Novembre 1919. Deux rescapés des tranchées, l’un dessinateur de génie (Nahuel Perez Biscayart), l’autre modeste comptable (Albert Dupontel lui-même), décident de monter une arnaque aux monuments aux morts. Dans la France des années folles, l’entreprise va se révéler aussi dangereuse que spectaculaire.
Voilà dans le fond un film anarcho-libertaire d’une forme innovante et d’une force créatrice sans précédent : jeux de masques, jeux de dupes, mascarades poétiques et visages vernis jamais vilains ! Avec Albert Dupontel, le cinéma est un art total et un spectacle lyrique enthousiasmant, inespéré et déroutant.
Cette adaptation réussie du roman de Pierre Lemaitre, prix Goncourt 2013, est édité fin février chez Gaumont, dans un écrin de toute beauté, qui intègre pour la première fois dans l’histoire du support vidéo une piste Dolby Atmos, ajoutant une dimension verticale au champ sonore déjà existant.
En même temps que cette sortie historique, la farce engagée d’Albert Dupontel sur fond de Grande boucherie, reçoit également treize nominations lors de la 43ème Cérémonie des César. Voici donc 7 bonnes raisons de (re)découvrir cette histoire déboussolante, qui devrait rafler quelques trophées du cinéma, après son succès romanesque au Goncourt :
❶ Pour l’inventivité inépuisable et le sens du spectacle vertigineux de cette épopée virtuose au rythme palpitant.
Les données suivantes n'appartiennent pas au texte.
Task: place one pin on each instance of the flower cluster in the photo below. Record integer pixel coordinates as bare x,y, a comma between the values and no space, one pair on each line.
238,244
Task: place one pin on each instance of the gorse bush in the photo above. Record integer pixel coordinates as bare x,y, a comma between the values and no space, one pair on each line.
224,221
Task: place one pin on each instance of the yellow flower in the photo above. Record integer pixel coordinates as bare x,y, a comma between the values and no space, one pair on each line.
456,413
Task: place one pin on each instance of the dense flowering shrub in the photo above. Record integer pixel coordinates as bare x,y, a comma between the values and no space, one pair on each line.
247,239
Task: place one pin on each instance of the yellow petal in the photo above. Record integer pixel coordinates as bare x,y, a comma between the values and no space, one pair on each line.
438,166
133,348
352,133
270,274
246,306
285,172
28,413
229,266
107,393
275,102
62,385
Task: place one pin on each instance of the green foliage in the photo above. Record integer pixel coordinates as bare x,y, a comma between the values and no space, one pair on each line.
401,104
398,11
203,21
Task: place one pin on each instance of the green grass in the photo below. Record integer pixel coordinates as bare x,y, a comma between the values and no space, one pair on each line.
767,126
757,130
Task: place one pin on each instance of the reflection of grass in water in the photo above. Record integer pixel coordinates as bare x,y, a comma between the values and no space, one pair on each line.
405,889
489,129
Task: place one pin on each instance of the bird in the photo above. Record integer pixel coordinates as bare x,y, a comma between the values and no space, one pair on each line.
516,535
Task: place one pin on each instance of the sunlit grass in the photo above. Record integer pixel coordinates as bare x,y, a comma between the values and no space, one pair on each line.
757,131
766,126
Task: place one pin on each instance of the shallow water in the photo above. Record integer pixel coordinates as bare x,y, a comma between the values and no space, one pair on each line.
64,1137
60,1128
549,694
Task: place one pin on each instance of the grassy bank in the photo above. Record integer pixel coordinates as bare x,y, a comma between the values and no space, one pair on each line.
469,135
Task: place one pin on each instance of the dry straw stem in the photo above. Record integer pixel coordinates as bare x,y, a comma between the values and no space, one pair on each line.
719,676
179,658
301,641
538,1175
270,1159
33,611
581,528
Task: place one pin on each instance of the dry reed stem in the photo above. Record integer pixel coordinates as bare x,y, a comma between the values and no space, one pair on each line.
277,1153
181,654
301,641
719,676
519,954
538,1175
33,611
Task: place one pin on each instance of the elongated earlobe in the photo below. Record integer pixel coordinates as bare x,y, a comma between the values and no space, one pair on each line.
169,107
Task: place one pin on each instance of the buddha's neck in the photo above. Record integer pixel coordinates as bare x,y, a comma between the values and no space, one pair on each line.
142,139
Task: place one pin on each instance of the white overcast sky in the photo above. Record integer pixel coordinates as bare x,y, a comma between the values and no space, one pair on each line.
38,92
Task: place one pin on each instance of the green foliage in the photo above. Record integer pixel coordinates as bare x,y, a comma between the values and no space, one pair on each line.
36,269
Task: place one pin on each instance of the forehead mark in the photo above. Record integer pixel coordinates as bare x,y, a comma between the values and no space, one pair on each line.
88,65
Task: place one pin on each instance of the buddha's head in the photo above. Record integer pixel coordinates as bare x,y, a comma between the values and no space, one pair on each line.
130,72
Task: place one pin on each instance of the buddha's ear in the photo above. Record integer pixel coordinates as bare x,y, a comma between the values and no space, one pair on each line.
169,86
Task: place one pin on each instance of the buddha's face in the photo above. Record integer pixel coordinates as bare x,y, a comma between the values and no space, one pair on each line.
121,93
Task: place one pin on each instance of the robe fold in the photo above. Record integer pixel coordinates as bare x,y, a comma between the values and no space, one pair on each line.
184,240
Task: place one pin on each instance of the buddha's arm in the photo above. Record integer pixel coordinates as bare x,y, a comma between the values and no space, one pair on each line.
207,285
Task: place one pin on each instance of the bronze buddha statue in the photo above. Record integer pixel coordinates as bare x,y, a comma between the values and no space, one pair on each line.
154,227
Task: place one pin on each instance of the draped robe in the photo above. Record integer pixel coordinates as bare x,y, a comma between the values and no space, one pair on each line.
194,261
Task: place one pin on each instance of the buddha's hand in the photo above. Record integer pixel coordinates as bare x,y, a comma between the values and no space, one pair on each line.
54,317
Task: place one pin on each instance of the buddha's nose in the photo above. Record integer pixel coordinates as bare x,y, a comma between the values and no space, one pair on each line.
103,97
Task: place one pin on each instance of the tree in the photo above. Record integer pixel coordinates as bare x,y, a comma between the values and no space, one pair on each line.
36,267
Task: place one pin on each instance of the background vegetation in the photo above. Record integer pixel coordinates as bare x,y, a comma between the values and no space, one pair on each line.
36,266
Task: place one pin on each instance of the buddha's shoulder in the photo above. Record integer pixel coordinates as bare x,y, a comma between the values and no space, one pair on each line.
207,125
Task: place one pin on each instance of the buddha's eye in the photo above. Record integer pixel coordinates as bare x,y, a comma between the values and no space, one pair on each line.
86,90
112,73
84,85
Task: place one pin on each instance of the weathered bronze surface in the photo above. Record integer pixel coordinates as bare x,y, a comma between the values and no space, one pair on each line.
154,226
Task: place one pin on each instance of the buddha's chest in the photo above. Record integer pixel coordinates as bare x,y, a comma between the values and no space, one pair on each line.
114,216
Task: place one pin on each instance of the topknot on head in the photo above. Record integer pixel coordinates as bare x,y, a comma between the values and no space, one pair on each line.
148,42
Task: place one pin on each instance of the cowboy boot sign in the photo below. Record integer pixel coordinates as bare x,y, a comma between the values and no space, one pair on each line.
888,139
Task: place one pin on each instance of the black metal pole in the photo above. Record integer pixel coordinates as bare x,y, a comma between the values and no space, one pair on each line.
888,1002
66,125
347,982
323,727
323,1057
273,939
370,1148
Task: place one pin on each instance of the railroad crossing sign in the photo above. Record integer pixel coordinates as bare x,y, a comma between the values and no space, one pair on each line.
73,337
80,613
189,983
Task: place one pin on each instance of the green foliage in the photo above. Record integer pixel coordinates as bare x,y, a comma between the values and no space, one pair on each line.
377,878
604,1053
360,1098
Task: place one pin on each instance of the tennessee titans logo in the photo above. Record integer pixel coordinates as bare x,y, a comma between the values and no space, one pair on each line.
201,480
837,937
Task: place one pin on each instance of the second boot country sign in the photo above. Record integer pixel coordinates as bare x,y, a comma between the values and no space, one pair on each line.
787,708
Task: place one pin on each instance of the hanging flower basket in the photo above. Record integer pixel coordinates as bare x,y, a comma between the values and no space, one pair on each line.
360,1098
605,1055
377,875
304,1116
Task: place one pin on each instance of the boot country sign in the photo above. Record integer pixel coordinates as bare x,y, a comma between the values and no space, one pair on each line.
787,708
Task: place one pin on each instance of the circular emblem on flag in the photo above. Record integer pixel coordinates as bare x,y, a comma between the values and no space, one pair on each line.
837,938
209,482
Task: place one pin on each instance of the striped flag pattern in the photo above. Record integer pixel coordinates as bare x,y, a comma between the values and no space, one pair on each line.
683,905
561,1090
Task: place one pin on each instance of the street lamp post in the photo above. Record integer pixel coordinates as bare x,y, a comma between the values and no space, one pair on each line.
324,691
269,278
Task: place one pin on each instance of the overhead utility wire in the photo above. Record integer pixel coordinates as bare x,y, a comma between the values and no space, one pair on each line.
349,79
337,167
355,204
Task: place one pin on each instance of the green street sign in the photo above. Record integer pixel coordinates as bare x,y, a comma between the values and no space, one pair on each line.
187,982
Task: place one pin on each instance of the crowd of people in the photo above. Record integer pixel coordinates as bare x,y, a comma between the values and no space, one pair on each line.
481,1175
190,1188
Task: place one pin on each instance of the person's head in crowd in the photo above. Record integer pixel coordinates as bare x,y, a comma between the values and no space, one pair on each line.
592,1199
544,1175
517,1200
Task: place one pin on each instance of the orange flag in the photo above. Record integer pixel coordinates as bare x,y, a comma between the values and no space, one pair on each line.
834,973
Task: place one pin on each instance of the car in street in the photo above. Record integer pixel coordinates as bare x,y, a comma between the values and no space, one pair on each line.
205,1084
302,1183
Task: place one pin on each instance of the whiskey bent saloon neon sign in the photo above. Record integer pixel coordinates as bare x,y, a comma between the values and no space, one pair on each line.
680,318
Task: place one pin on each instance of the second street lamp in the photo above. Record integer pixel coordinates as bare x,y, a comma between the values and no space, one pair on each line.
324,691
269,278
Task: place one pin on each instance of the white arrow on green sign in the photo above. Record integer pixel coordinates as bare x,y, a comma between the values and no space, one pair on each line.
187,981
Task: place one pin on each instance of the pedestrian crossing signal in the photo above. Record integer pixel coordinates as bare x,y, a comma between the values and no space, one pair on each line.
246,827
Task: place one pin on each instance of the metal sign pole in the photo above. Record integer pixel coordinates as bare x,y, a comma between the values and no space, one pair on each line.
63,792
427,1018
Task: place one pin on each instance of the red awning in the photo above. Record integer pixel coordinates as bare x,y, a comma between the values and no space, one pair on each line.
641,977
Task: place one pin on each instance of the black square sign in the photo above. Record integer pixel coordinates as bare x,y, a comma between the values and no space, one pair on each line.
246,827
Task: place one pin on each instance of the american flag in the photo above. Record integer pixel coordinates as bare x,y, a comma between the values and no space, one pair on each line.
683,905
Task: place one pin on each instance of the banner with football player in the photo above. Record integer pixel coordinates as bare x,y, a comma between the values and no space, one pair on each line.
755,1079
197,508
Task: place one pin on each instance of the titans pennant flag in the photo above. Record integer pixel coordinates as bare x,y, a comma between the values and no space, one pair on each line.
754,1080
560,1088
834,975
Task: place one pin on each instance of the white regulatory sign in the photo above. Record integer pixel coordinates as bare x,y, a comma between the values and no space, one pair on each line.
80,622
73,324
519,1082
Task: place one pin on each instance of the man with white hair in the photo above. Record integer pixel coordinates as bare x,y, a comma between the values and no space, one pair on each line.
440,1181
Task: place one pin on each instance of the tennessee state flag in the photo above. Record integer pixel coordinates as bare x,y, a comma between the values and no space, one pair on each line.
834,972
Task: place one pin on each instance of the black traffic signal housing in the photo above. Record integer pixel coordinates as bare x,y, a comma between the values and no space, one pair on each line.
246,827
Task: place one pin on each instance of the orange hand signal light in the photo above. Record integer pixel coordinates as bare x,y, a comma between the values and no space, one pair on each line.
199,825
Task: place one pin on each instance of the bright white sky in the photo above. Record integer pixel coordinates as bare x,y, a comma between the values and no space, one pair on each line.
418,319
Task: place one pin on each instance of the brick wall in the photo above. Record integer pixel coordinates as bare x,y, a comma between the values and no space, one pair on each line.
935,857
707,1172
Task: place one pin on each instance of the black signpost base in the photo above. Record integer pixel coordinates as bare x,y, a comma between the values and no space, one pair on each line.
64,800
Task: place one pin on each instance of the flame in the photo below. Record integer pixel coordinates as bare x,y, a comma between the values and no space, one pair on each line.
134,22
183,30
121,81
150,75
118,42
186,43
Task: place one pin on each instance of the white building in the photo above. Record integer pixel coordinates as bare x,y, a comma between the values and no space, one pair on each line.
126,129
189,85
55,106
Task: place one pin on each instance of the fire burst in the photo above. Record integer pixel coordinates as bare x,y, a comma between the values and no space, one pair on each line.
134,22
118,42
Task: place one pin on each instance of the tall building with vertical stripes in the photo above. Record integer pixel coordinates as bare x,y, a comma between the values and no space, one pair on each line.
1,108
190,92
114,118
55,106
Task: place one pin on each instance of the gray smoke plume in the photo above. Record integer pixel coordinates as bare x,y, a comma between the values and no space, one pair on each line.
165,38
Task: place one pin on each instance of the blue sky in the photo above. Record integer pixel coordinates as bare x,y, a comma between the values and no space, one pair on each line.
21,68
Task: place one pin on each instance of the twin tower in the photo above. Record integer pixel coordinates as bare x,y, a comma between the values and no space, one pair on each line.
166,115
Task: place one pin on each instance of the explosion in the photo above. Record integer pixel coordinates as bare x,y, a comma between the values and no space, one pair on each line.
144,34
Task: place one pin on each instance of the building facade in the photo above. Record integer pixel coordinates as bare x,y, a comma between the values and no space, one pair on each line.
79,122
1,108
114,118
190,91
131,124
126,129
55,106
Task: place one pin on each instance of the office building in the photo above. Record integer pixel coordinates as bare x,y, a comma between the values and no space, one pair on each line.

La mise en scène graphique à la Terry Gilliam donne lieu à des envolées lyriques et poétiques dans les rues du Paris de l’époque, et à des scènes fascinantes comme celle du cheval enfoui sous la terre, enflammée par un obus allemand.
❷ Pour la photographie du chef opérateur Vincent Mathias, inspirée des autochromes, procédé couleur sur plaque de verre des frères Lumière, ainsi que des images d’archives colorisées de la Grande Guerre, rappelant notamment le documentaire Apocalypse La Première Guerre mondiale. Les teintes de peaux sont proches du noir-et-blanc, et d’autres, plus vives, sont très saturées. L’image possède alors une identité visuelle propre en même temps qu’une texture très singulière : une véritable prouesse !
❸ Pour l’acteur argentin Nahuel Pérez Biscayart, nommé pour le César de la révélation masculine … mais pour un autre chef-d’œuvre militant, 120 Battements par minute ! Son personnage de Péricourt est capital : même masqué, il marque de sa présence touchante et blessée tout le film baroque et barré d’Albert Dupontel.
❹ Pour l’intérêt porté à la souffrance des marginaux et le soin apporté à tous les personnages : le lieutenant Pradelle, hobereau lessivé et ambitieux (le glaçant Laurent Lafitte), le prédateur social père Péricourt (Niels Arestrup plus en nuances que d’habitude), Madeleine femme de son temps bien mal entourée (la combattive Emilie Dequenne), la fragile Pauline (Mélanie Thierry toujours solaire), la petite traductrice Louise (épatante Héloïse Balster). Dupontel est un fabuleux et généreux directeur d’acteurs … et d’actrices !
❺ Pour la beauté des décors, des costumes et la peinture déjantée des Années folles : entre masques fascinants et marques de la fabrique apocalyptique qu’est la guerre, ce film jamais réaliste dans son traitement malgré le soin apporté au travail de reconstitution, engage un tournant surréaliste et parfois inquiétant, qui prend toute son ampleur dans son final surprenant et inattendu.
❻ Pour la musique de Christophe Julien, compositeur attitré de Dupontel. Un thème d’amour, un air inspiré de la valse de Ravel accompagnant la relation des Péricourt, puis un chant final viennent se mêler aux nombreuses compositions déjà existantes de Nino Rota, Ennio Morricone, Rachel Portman, Debbie Wiseman, Gabriel Yared ou Cliff Martinez … et à la musique des années folles du pianiste de swing Fletcher Henderson. Une très belle partition, riche et variée, qui donne du souffle et de l’ampleur à un film qui n’en manque jamais !
❼ Pour Albert Dupontel, son génie, son audace, sa grandeur d’âme et la place si particulière qu’il occupe dans le cinéma français. Souhaitons que l’Académie des César et ses votants lui rendent l’hommage vibrant qu’il mérite, le 2 mars 2018 à la salle Pleyel à Paris. Mais peut-être lui préfèrera-t-on le drame contemporain de Robin Campillo, 120 battements par minute, qui détient également treize nominations. Le destin du personnage principal Sean, joué par le même acteur Nahuel Pérez Biscayart, est finalement assez proche ! Tout ceci est vraiment très troublant.